Researchers examined the use of computer-aided detection (CAD) in interpreting routine mammograms as part of a survey of 43 facilities in Colorado, New Hampshire, and Washington. The study, which ran from 1998 to 2002, included 429,345 mammograms from 222,135 women, and 2,351 patients who received a breast cancer diagnosis within 1 year after screening. The results showed that women screened at facilities using CAD were more likely to be told their mammograms showed abnormalities, which resulted in an increased number of biopsies (N Engl J Med 356:1399-1409, 2007).
CAD software marks suspicious areas on a mammogram for further review by radiologists, with the intent of aiding the detection of potential or actual invasive tumors. FDA approved CAD software for interpreting mammograms in 1998, and many medical imaging practices now have incorporated the technique for use by their radiologists. Indeed, according to Joshua J. Fenton, MD, the study's lead author, 10% of US mammography facilities adopted the technology within 3 years of its approval.
"There had been no large-scale community-based review of CAD efficacy despite the rapid adoption of this technology, so we did this study to see if CAD was proving to be beneficial," said Dr. Fenton, assistant professor of family and community medicine, University of California, Davis. "It's unfortunate that the use of the software has proliferated so widely before we are certain of its benefits.
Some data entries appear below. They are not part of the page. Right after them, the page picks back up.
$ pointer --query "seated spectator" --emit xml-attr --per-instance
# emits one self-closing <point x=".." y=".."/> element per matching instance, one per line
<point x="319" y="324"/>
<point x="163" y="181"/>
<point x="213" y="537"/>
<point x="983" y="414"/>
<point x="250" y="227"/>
We need studies to determine if the benefits of the software outweigh its harms and costs. There is also the potential for new studies to improve the performance of CAD software."
The study was conducted by researchers at the University of California Davis Health System, Sacramento, and the Breast Cancer Surveillance Consortium, an NCI-supported effort to assist research by linking mammogram registries to population-based cancer registries. All the facilities surveyed contributed data to consortium registries. The study measured things that can affect mammogram interpretation, such as procedures used in reading the images, use of CAD, and a radiologist's years of experience and the number of mammograms interpreted in the previous year.
During the 5-year survey, seven (16%) of the facilities began using CAD and served as the study's comparison group. The team tracked newly diagnosed invasive breast cancers and ductal carcinomas in situ through the end of 2003. Key findings include:
• Diagnostic specificity dropped from 90.2% prior to the use of CAD to 87.2% after the incorporation of CAD into the interpretation process (P < .001).